Determine Moles of CaO from O_2

From the balanced chemical equation, for every 1 mole of \text{O}_2, 2 moles of CaO are produced. Therefore, moles of CaO from O_2:\[ \text{moles of CaO from O}_2 = 0.0875\ \text{mol} \times 2 = 0.1750\ \text{mol} \]

Identify the Limiting Reactant

The limiting reactant is the one that produces the least amount of product. Comparing moles of CaO from Ca (0.1047 mol) and from O_2 (0.1750 mol), Calcium (Ca) is the limiting reactant.

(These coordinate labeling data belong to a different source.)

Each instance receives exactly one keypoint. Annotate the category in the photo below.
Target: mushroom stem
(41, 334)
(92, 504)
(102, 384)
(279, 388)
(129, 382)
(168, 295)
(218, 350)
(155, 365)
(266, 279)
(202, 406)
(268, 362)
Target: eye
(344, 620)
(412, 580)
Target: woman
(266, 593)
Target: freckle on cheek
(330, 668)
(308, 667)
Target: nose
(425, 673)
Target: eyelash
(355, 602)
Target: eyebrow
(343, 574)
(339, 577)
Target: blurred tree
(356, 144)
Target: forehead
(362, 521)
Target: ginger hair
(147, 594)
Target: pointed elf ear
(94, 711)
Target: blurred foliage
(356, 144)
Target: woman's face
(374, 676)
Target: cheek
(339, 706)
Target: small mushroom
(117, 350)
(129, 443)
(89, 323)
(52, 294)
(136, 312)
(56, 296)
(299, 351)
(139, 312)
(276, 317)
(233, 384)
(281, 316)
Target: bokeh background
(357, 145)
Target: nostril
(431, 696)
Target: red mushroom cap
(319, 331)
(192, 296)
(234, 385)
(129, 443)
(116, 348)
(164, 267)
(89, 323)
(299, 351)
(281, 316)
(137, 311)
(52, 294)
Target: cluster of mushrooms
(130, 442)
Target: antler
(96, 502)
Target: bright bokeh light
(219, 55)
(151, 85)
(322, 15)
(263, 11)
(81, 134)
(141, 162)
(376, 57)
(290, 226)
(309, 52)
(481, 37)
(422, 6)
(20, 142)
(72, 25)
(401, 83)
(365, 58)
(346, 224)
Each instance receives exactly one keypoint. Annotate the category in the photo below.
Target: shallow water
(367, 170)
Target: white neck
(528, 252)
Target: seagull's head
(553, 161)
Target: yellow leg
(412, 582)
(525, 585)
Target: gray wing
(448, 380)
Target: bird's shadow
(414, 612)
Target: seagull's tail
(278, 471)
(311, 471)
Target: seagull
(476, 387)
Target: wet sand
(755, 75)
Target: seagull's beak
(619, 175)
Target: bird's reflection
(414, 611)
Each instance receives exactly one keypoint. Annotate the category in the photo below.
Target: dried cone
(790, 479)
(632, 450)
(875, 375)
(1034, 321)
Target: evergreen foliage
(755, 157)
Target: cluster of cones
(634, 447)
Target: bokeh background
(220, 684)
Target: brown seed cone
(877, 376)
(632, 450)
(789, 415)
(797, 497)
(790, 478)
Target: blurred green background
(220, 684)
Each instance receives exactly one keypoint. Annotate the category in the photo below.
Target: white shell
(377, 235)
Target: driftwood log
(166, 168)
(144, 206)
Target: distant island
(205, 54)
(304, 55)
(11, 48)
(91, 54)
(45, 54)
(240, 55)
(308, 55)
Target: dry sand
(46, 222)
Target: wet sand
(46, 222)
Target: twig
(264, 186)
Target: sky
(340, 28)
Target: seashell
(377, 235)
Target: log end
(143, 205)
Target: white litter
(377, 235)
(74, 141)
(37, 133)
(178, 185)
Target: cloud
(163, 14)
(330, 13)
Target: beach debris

Calculate Mass of CaO Produced

Use the moles of CaO produced by the limiting reactant (Ca) to find the mass of CaO. Use the formula: \(\text{mass} = \text{moles} \times \text{molar mass}\)\[ \text{mass of CaO} = 0.1047\ \text{mol} \times 56.08\ \text{g/mol} = 5.87\ \text{g} \]

Key concepts

Molar Mass Calculation

Understanding molar mass is crucial in stoichiometry. The molar mass of an element or compound is the mass of one mole of that substance, typically expressed in grams per mole (g/mol). To find the molar mass of a compound, sum the molar masses of all the atoms in its formula, considering the number of each type of atom. For example, calcium oxide (CaO) consists of one calcium (Ca) and one oxygen (O) atom. The molar mass of Ca is 40.08 g/mol, and for O it's 16.00 g/mol. Thus, the molar mass of CaO is calculated as:
\[ 40.08\text{ g/mol} + 16.00 \text{ g/mol} = 56.08 \text{ g/mol} \]
This value is essential for converting between grams and moles in stoichiometric calculations.

Limiting Reactant

The limiting reactant is the substance that gets completely consumed first during a chemical reaction, thus determining the maximum amount of product that can be formed. To identify the limiting reactant, you must compare the molar amounts of reactants based on the balanced chemical equation. In the given reaction, 2 moles of calcium (Ca) react with 1 mole of oxygen (O₂) to produce 2 moles of calcium oxide (CaO). By calculating the moles of each reactant, you can see which one runs out first. For instance, if you have 0.1047 moles of Ca and 0.0875 moles of O₂, calcium is the limiting reactant because it produces fewer moles of CaO than oxygen.

Chemical Equations

Chemical equations represent the reactants and products in a chemical reaction. They must be balanced, meaning the number of atoms of each element is the same on both sides of the equation. This reflects the conservation of mass principle. In the reaction between calcium and oxygen, the balanced equation is:
\[ 2\text{Ca}(s) + \text{O}_2(g) \rightarrow 2\text{CaO}(s) \]
Here, 2 moles of calcium react with 1 mole of oxygen to form 2 moles of calcium oxide. Balancing the chemical equation ensures that stoichiometric calculations, like determining moles or masses of reactants and products, are accurate.

Mass Conversion

Mass conversion in stoichiometry involves converting between grams and moles using the molar mass. To find the number of moles from a given mass, use the formula:
\[ \text{moles} = \frac{\text{mass}}{\text{molar mass}} \]
For example, to find the moles of calcium (Ca) from 4.20 g:
\[ \text{moles of Ca} = \frac{4.20 \text{ g}}{40.08 \text{ g/mol}} = 0.1047 \text{ mol} \]
Similarly, for oxygen (O₂) from 2.80 g:
\[ \text{moles of O}_2 = \frac{2.80 \text{ g}}{32.00 \text{ g/mol}} = 0.0875 \text{ mol} \]
These conversions are essential for performing subsequent stoichiometric calculations, such as identifying the limiting reactant and determining product yield.

Reaction Yields

Reaction yield is the amount of product formed in a chemical reaction, usually expressed in grams. To calculate the theoretical yield, use the moles of the limiting reactant and multiply by the molar mass of the product. From our example, calcium (Ca) is the limiting reactant producing 0.1047 moles of calcium oxide (CaO). To find the mass of CaO produced:
\[ \text{mass of CaO} = 0.1047 \text{ mol} \times 56.08 \text{ g/mol} = 5.87 \text{ g} \]
This calculation shows the theoretical maximum mass of CaO that can be produced, given the initial amounts of reactants.